His itinerary was: France, Spain, Mellila, Gibraltar, Egypt, Turkey, India (where he taught for three months on a scheme for poor women of low caste and class), Vietnam, Cambodia, Australia, New Zealand, Canada, the United States and Jamaica.
He was lucky to have generous hospitality along the way, including from OTs, Howard Davies in Australia and Tom Stephens in Canada. 'I did the world's worst gap year at 18 explained John, 'working in the City of London as an accountant. As a veteran of Bug Wheeler's duffers maths set, I was not well suited. I wanted a second chance.'
He worked for short periods of time on the Willing Workers on Organic Farm (WWOOF) project in France, Australia and the United States. 'It was a great way of being integrated into a local community. I learnt a lot about the organic movement and I never thought that I would sell cacti in an Australian market.'
The most frightening experience was doing a bungee jump from a very high bridge in Queenstown, New Zealand.

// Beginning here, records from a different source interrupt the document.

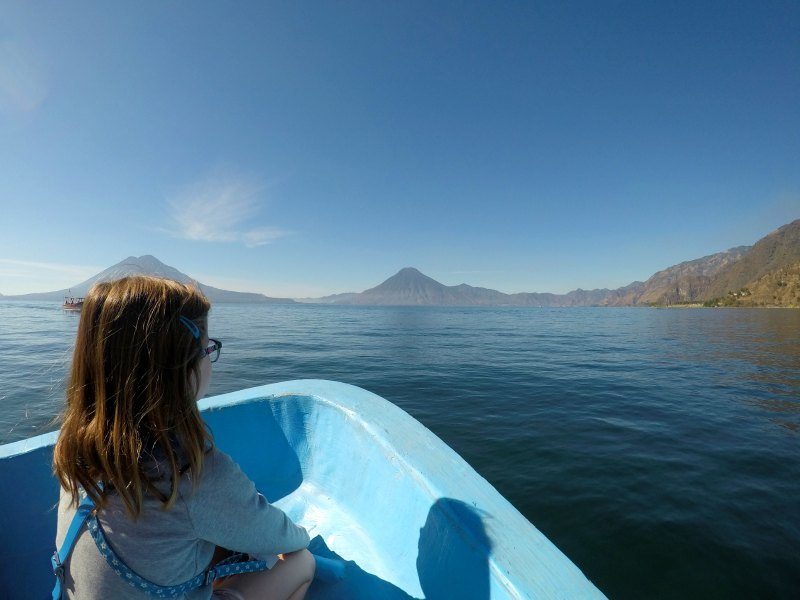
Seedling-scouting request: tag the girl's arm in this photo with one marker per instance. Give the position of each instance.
(226, 509)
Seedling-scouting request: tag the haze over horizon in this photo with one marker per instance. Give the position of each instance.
(301, 153)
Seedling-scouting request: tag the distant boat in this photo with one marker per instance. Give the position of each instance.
(374, 487)
(72, 303)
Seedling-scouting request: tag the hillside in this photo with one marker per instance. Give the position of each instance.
(756, 267)
(779, 249)
(779, 287)
(688, 281)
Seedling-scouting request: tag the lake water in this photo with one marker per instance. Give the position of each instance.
(658, 449)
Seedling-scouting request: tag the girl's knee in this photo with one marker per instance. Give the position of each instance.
(308, 564)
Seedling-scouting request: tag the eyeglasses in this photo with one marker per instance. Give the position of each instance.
(212, 350)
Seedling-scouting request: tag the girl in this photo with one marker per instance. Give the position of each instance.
(133, 441)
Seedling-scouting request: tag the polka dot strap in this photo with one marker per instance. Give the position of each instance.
(230, 566)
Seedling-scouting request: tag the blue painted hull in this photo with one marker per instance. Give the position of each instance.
(371, 484)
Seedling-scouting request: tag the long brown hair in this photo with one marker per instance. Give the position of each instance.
(131, 391)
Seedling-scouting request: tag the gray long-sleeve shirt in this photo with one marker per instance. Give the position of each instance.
(172, 546)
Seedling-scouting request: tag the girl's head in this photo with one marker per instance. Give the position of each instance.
(138, 368)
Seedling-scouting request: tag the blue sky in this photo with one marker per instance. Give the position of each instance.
(301, 149)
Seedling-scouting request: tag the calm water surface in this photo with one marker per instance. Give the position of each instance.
(658, 449)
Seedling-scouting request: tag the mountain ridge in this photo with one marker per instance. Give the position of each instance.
(148, 264)
(693, 281)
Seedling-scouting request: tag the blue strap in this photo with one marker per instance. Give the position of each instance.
(84, 515)
(229, 566)
(60, 556)
(328, 570)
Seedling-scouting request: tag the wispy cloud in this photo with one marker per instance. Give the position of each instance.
(24, 276)
(22, 82)
(222, 208)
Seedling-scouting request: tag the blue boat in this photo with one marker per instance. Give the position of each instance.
(408, 517)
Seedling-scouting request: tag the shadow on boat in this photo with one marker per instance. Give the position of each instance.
(453, 547)
(453, 561)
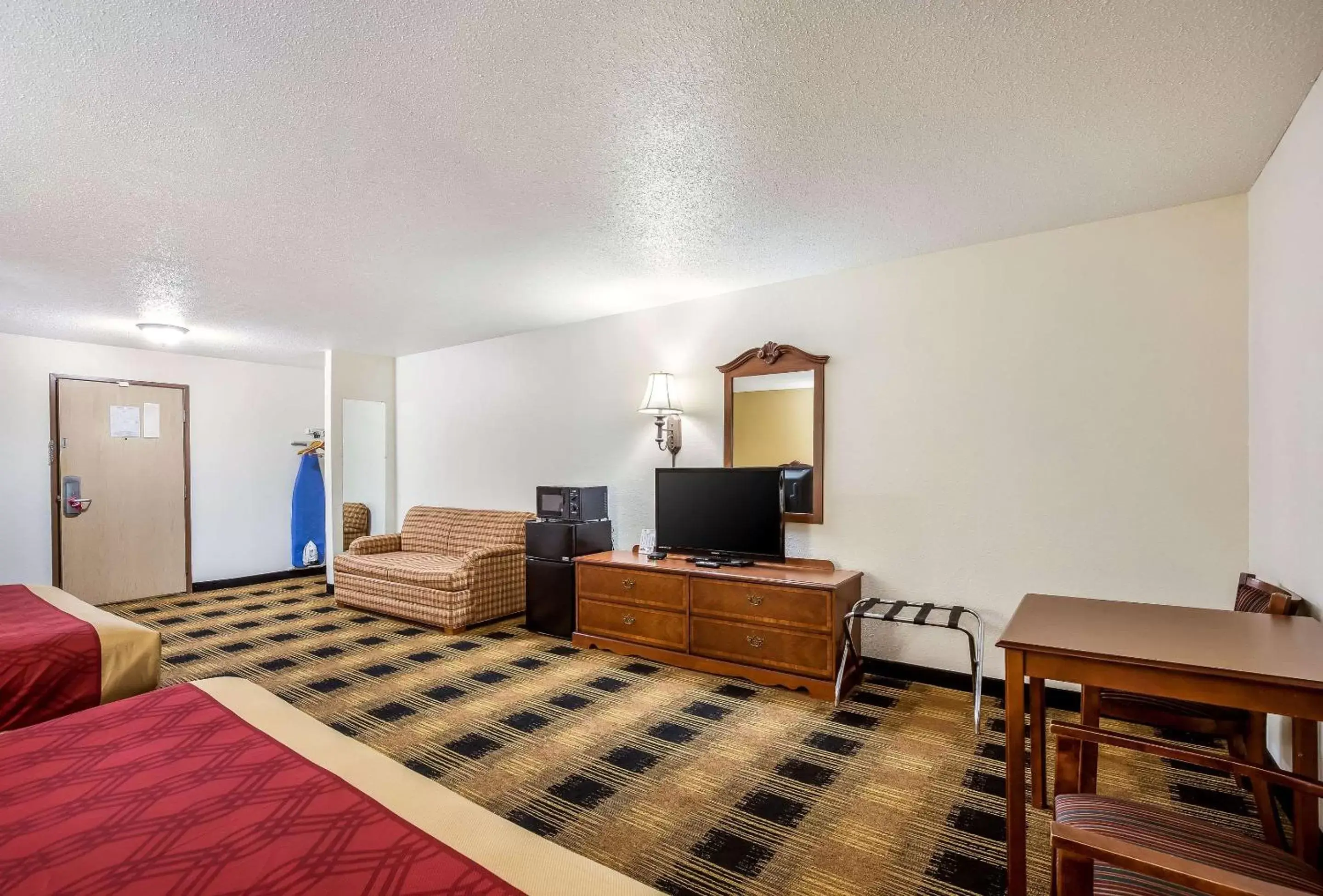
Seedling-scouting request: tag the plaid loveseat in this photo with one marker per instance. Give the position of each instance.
(449, 568)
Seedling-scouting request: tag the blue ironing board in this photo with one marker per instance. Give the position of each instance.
(309, 513)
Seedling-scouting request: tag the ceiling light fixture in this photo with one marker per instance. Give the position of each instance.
(163, 334)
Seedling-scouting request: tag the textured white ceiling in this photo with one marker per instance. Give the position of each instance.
(399, 176)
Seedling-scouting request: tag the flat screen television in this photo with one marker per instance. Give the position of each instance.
(722, 513)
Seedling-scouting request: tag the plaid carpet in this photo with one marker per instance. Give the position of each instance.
(690, 783)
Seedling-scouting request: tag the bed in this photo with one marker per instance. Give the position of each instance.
(60, 654)
(217, 787)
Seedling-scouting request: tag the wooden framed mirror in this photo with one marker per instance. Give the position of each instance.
(775, 419)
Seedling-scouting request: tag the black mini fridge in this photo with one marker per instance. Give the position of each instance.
(551, 547)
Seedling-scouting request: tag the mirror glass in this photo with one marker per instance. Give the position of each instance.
(773, 427)
(364, 473)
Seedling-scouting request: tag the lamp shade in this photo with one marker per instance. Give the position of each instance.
(661, 397)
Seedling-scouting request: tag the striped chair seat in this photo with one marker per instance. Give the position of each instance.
(1178, 709)
(1176, 835)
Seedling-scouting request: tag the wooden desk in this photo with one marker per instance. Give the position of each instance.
(1250, 661)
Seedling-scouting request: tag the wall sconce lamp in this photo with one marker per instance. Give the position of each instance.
(661, 401)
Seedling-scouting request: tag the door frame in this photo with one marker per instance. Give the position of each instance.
(56, 556)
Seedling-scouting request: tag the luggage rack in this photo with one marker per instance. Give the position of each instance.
(950, 617)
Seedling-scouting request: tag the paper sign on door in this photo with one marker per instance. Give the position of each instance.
(125, 421)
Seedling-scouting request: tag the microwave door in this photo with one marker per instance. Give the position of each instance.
(551, 503)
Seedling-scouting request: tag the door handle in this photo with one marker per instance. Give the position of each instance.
(72, 501)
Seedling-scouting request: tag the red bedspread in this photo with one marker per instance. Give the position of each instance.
(50, 661)
(172, 793)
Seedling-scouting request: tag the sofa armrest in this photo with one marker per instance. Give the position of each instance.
(376, 544)
(489, 551)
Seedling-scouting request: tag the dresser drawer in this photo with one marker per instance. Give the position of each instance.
(654, 628)
(806, 654)
(801, 608)
(632, 587)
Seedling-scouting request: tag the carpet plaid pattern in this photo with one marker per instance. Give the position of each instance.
(690, 783)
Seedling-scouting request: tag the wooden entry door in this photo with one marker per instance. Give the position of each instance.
(133, 536)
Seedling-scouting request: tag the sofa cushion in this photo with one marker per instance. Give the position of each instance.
(454, 532)
(408, 568)
(1185, 837)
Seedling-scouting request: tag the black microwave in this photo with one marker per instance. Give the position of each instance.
(572, 503)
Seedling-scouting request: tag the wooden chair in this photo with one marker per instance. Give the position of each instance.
(1104, 846)
(1245, 733)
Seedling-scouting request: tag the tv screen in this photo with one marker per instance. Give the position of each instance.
(713, 511)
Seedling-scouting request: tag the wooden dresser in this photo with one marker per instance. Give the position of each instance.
(772, 624)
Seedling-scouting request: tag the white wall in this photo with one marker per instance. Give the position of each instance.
(367, 378)
(1286, 366)
(363, 442)
(1063, 412)
(244, 417)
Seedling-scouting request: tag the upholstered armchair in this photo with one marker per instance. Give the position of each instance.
(447, 567)
(1116, 847)
(356, 522)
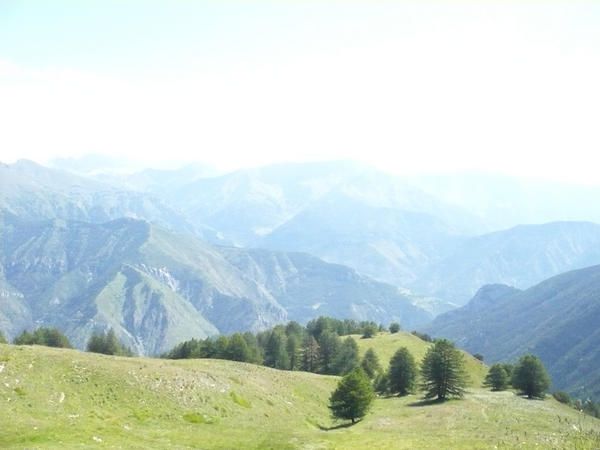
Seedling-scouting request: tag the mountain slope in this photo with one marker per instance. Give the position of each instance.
(66, 399)
(34, 192)
(521, 256)
(307, 287)
(556, 319)
(157, 288)
(341, 211)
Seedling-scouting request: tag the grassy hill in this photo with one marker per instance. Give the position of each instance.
(556, 320)
(385, 345)
(52, 398)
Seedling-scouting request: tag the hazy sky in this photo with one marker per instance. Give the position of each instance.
(510, 86)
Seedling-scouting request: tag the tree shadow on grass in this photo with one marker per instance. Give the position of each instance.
(421, 403)
(337, 427)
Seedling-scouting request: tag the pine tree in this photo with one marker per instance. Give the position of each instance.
(497, 378)
(394, 327)
(353, 397)
(237, 348)
(442, 371)
(346, 358)
(276, 354)
(370, 364)
(402, 373)
(329, 344)
(310, 355)
(530, 377)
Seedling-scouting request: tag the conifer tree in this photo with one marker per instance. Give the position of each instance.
(346, 358)
(442, 371)
(530, 377)
(276, 354)
(237, 348)
(353, 397)
(310, 354)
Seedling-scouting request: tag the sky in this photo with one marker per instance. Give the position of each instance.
(412, 87)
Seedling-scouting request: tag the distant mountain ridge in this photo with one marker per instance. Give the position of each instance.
(521, 257)
(345, 213)
(557, 319)
(157, 288)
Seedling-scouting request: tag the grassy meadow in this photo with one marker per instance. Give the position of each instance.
(54, 398)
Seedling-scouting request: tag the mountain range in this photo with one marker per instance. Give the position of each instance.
(166, 255)
(556, 319)
(157, 288)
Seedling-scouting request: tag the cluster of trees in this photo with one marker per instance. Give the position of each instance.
(318, 347)
(50, 337)
(529, 376)
(100, 342)
(442, 375)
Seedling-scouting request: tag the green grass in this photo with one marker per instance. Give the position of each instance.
(54, 398)
(386, 344)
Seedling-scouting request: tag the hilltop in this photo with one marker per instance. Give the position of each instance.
(556, 320)
(55, 398)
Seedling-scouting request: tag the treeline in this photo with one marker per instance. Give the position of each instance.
(318, 347)
(104, 342)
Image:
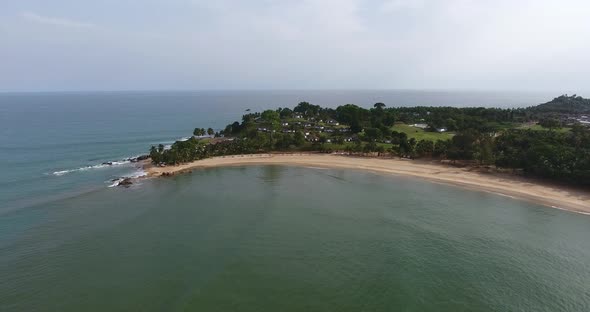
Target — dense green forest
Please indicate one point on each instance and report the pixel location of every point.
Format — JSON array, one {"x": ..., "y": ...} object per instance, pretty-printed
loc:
[
  {"x": 528, "y": 140},
  {"x": 565, "y": 104}
]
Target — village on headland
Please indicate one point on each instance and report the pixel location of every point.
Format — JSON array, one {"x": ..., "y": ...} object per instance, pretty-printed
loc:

Other highlights were: talking to visitors at Oscar Wilde's grave in Paris; visiting battle scenes in Spain, Vietnam and Cambodia; walking the sites of Galipolli and Troy; seeing the Pyramids and the Sphinx; playing dominoes in Jamaica (a national obsession); and eating Fish and Chips beneath the Union Jack in Gibraltar.
Sites visited included: the Niagara Falls, many vineyards and art galleries, the Sydney Harbour Bridge and the Casino at Monte Carlo. If you are thinking of extensive travel in old age, the advice is: Just Do It!